God's Message came to Ezekiel: "Son of man, make a riddle for the house of Israel. Tell them a story..." Ezekiel 17:1
I am asked about once a month to suggest books on storytelling for people interested in learning more. I rarely have a good response. I learned to tell stories from Mark Ellwood, my high school history teacher. I learned more from The Second City and The Groundlings. I learned about story as a kid from the wisdom of Joseph Campbell as translated to me via the imagination of George Lucas in the Star Wars Trilogy. Then I learned even more by reading the narrative of the Bible, particularly the gospels. To be honest, I've learned the most about storytelling by telling stories. It's kind of like driving or eating sushi...you just get used to it and then you are good at it.
Today I rediscovered someone else who taught me that storytelling is fundamentally a missiological activity. Lesslie Newbigin says the following in his tiny book, Truth and Authority in Modernity:
"Perhaps one final point needs to be made. If, in the postmodern world, we tell our story, we will be met with this rejoinder: "Yes of course. That is your story. But there are other stories. Why should I believe this one?" How does the Christian respond to this? Clearly we must resist the temptation to propose some supposedly more fundamental and more reliable truth on the basis of which the story of the gospel could be validated. Certainly we may try to show how the biblical story makes sense of human life in a way that no other can; but even this becomes clear only when one is a part of the story. In the end, the only answer we have to give is along such lines as these: "I have been called and commissioned, through no merit of mine, to carry this message, to tell this story, to give this invitation. It is not my story or my invitation. It has no coercive intent. It is an invitation from the one who loved you and gave himself up for you...That invitation will come with winsomeness if it comes from a community in which the grace of the Redeemer is at work.
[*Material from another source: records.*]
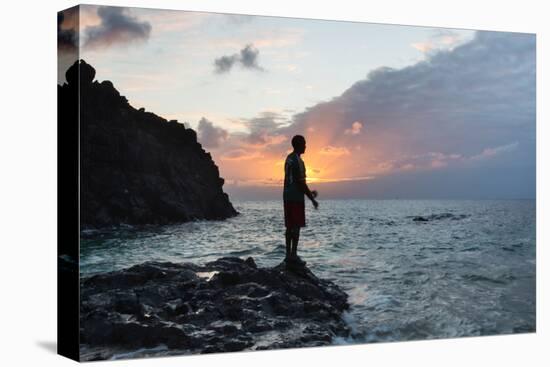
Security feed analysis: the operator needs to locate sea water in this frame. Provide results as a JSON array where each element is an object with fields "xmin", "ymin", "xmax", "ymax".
[{"xmin": 80, "ymin": 200, "xmax": 536, "ymax": 343}]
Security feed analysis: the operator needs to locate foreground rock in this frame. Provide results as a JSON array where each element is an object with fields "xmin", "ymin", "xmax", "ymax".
[
  {"xmin": 80, "ymin": 257, "xmax": 350, "ymax": 360},
  {"xmin": 58, "ymin": 60, "xmax": 237, "ymax": 228}
]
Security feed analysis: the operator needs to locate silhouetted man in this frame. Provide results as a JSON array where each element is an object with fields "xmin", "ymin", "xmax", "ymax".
[{"xmin": 283, "ymin": 135, "xmax": 319, "ymax": 264}]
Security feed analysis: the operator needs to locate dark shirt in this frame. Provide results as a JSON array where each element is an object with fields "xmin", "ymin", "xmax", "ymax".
[{"xmin": 283, "ymin": 152, "xmax": 306, "ymax": 202}]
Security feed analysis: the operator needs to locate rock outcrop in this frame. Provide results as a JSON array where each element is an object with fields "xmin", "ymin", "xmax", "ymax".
[
  {"xmin": 58, "ymin": 60, "xmax": 237, "ymax": 228},
  {"xmin": 80, "ymin": 257, "xmax": 350, "ymax": 360}
]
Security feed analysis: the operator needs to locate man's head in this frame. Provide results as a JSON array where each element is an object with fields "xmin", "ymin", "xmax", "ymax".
[{"xmin": 292, "ymin": 135, "xmax": 306, "ymax": 154}]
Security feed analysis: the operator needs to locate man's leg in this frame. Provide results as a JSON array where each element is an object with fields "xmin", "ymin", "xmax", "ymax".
[
  {"xmin": 290, "ymin": 227, "xmax": 300, "ymax": 257},
  {"xmin": 285, "ymin": 227, "xmax": 292, "ymax": 259}
]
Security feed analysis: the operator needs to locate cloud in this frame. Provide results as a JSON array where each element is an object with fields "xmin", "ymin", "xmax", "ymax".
[
  {"xmin": 204, "ymin": 31, "xmax": 536, "ymax": 197},
  {"xmin": 214, "ymin": 44, "xmax": 265, "ymax": 74},
  {"xmin": 83, "ymin": 6, "xmax": 151, "ymax": 48},
  {"xmin": 57, "ymin": 8, "xmax": 78, "ymax": 52},
  {"xmin": 319, "ymin": 145, "xmax": 350, "ymax": 157},
  {"xmin": 344, "ymin": 121, "xmax": 363, "ymax": 135},
  {"xmin": 470, "ymin": 141, "xmax": 519, "ymax": 161},
  {"xmin": 197, "ymin": 117, "xmax": 228, "ymax": 148},
  {"xmin": 411, "ymin": 28, "xmax": 470, "ymax": 54},
  {"xmin": 214, "ymin": 55, "xmax": 239, "ymax": 74}
]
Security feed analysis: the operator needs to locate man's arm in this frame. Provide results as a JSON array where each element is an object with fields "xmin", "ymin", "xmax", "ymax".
[{"xmin": 299, "ymin": 178, "xmax": 319, "ymax": 209}]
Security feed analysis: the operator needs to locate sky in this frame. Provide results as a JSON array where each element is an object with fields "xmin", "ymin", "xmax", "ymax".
[{"xmin": 58, "ymin": 5, "xmax": 536, "ymax": 199}]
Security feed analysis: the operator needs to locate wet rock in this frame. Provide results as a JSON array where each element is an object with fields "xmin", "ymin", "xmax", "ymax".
[{"xmin": 80, "ymin": 257, "xmax": 350, "ymax": 360}]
Whether or not it is accepted is not a matter in our power. To be anxious about it, to fret about it, is a sign of unbelief. The one who invites is in control, not we...We have to tell and live the story faithfully; the rest is in God's hands. What matters is not that i should succeed, but that God should be honored."
Seven years ago, I wrote this in the margin of that book: "If believed, this changes everything."
Turns out, for me, it has.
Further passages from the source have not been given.